In later years, security organizations Novetta, Cylance, Trend Micro, Citizen Lab, and ProtectWise issued reports on various Winnti Umbrella campaigns. One campaign involved the high-profile network breaches that hit Google and 34 other companies in 2010.
"The purpose of this report is to make public previously unreported links that exist between a number of Chinese state intelligence operations," The ProtectWise researchers wrote. "These operations and the groups that perform them are all linked to the Winnti Umbrella and operate under the Chinese state intelligence apparatus."

 

[ForgottenSeer 58943]

China has no innovation. They steal everything and re-engineer it with cheap components and cut corners. They are the great pirates on the high seas of technology.

They use substandard caps in their products, artificially limiting lifespan. They added secondary spying channels to almost all products. For example one of the most popular Chinese smart-plugs on Amazon uses a legitimate AWS bucket for updates and app function, but also sends back to Chinese Military Intelligence with the same frequency.

China embeds spies in virtually every US industry and company, even small firms. China is FANTASTIC at convincing firms to utilize their R&D and Manufacturing, then every single schematic and die is readily stolen and utilized for their own substandard products.

Ubiquiti discovered that after their entire product line was stolen by a partially Chinese Govt. funded firm selling backdoored AP's to the world at 50% less than Ubiquiti. Everything was totally duplicated except some tiny changes to the form factor. Even the POE injector is a clone.

It's pretty pathetic really. You'd think US Corporations wouldn't be so stupid, but they are.. Even defense contractors have Chinese Nationals on staff, and we know where that is going to lead.

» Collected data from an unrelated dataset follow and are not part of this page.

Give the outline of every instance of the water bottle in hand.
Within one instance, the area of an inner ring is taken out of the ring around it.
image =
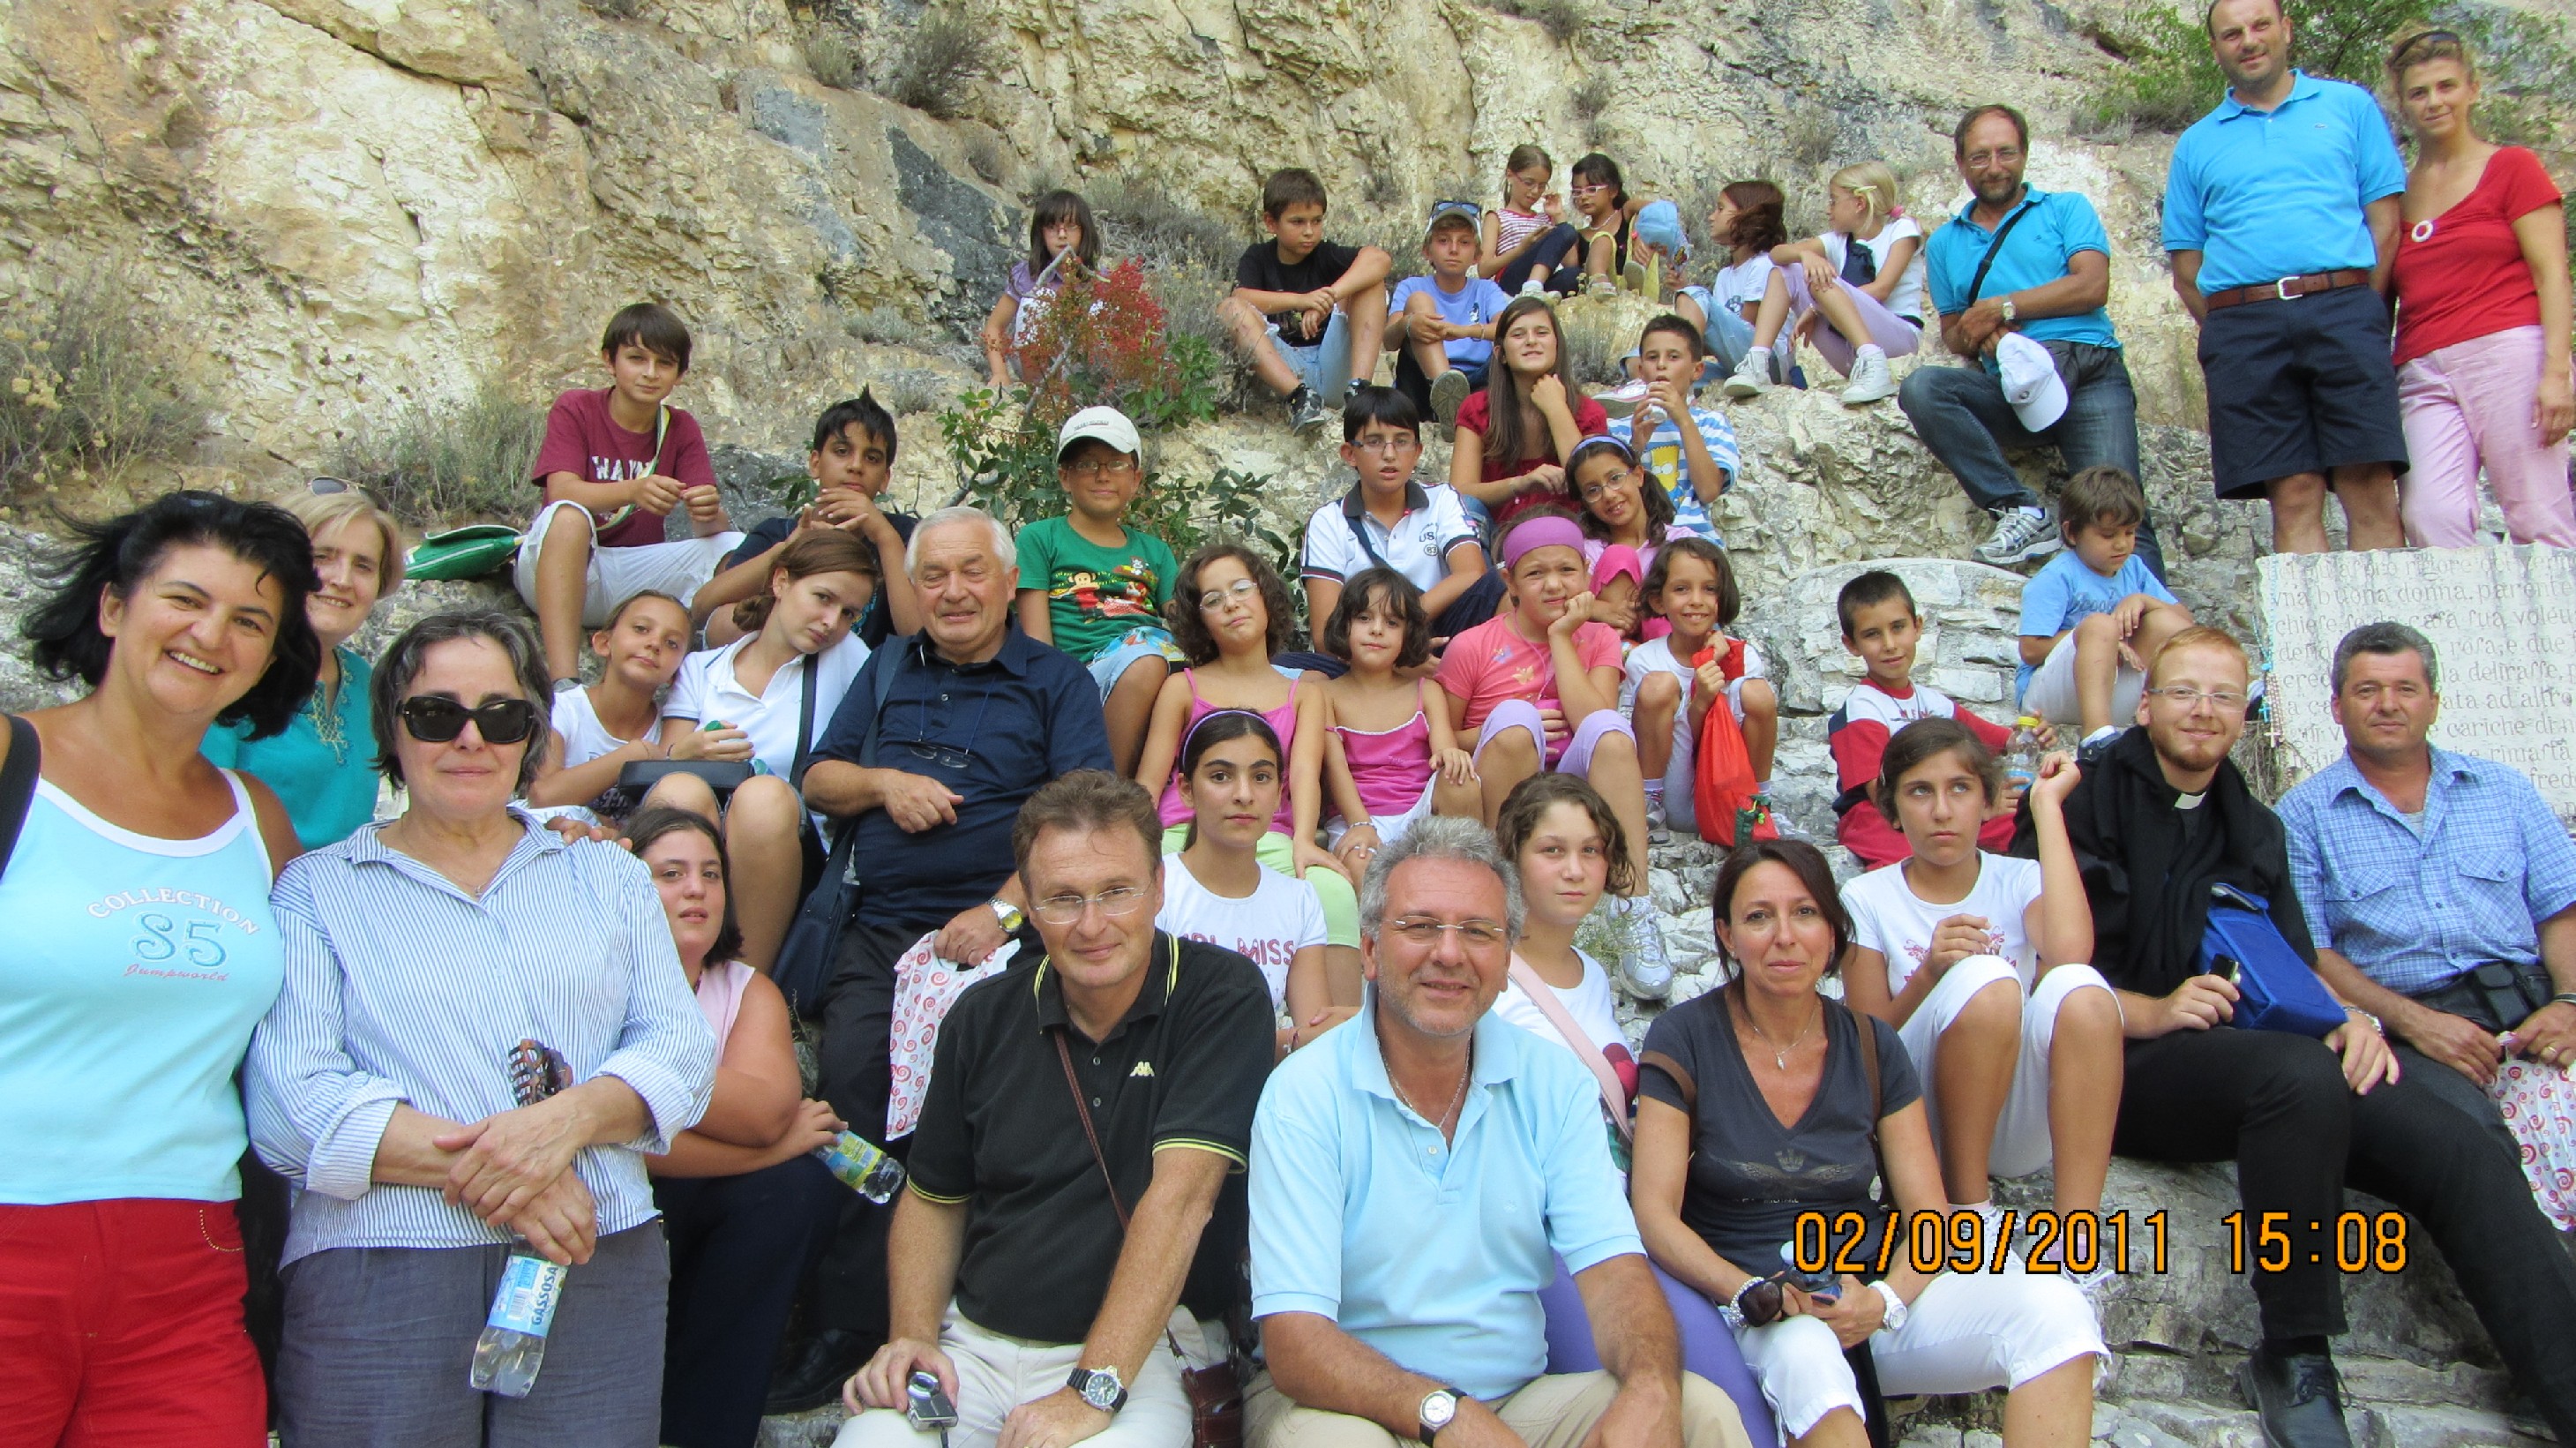
[[[537,1385],[546,1361],[546,1329],[554,1325],[568,1269],[521,1247],[501,1271],[492,1315],[474,1340],[474,1368],[467,1375],[478,1392],[524,1398]]]
[[[2004,787],[2027,794],[2039,779],[2040,756],[2047,752],[2039,743],[2038,715],[2014,720],[2012,738],[2004,745]]]
[[[887,1202],[903,1190],[903,1163],[885,1154],[885,1148],[859,1135],[844,1131],[830,1146],[814,1153],[823,1159],[841,1185],[872,1202]]]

China is our enemy, and always has been, but we're probably just now waking up to it.

 

[ForgottenSeer 69673]

Years ago it was well know that US companies freely gave rocket tech to the Chinese and what we did not give them, they stole.

 

[dragongate888]

US government has banned several Chinese IT products last weeks or so. I suspect that majority of IT products manufactured (or partly)in China may post some degree of security threats, to name a few, US 's darling products---Apple family products; iphone, Mac PC etc.
Now the principal Apple partner IS allowed to set up a major beachfront factory in US soil, drawing millions gallons of fresh water DAILY from Great lakes. This sort of development is really troublesome. INDEED.

 

[ForgottenSeer 58943]

US government has banned several Chinese IT products last weeks or so. I suspect that majority of IT products manufactured (or partly)in China may post some degree of security threats, to name a few, US 's darling products---Apple family products; iphone, Mac PC etc.
Now the principal Apple partner IS allowed to set up a major beachfront factory in US soil, drawing millions gallons of fresh water DAILY from Great lakes. This sort of development is really troublesome. INDEED.

HIKVision was banned, the US Govt. is also warning consumers against HIK products.. So indeed, there is a growing list of banned Chinese Tech Imports. Not to get political, but previous administrations cow-towed the Chinese, this current administration knows what is going on and is willing to address it. If the globalists had won, it would be business as usual.

TAA restrictions are already in place for 'substantially' Chinese products as part of GSA procurement rules. As the noose tightens, so will those restrictions. Russia, China, India and Turkey aren't TAA compliant and there cannot be GSA certified suppliers unless products made there are substantially transformed. For example Fortinet can make chips in Taiwan (TAA compliant), Boards and Form Factor in China (Non-TAA), final assembly in California, which results in a full TAA compliant product for GSA procurement.

It's the cheap consumer crap that's being backdoored because it's fully manufactured in China with substantial Chinese parts and software.

 

[Daviworld]

This is pretty well known, so I'm not too surprised. Now a day's though everybody is spying on everybody and stealing secret's from everybody. One big game of playing spy

 

[HarborFront]

BTW, fir how many decades has the US spy agencies have access (or hack) to the software companies?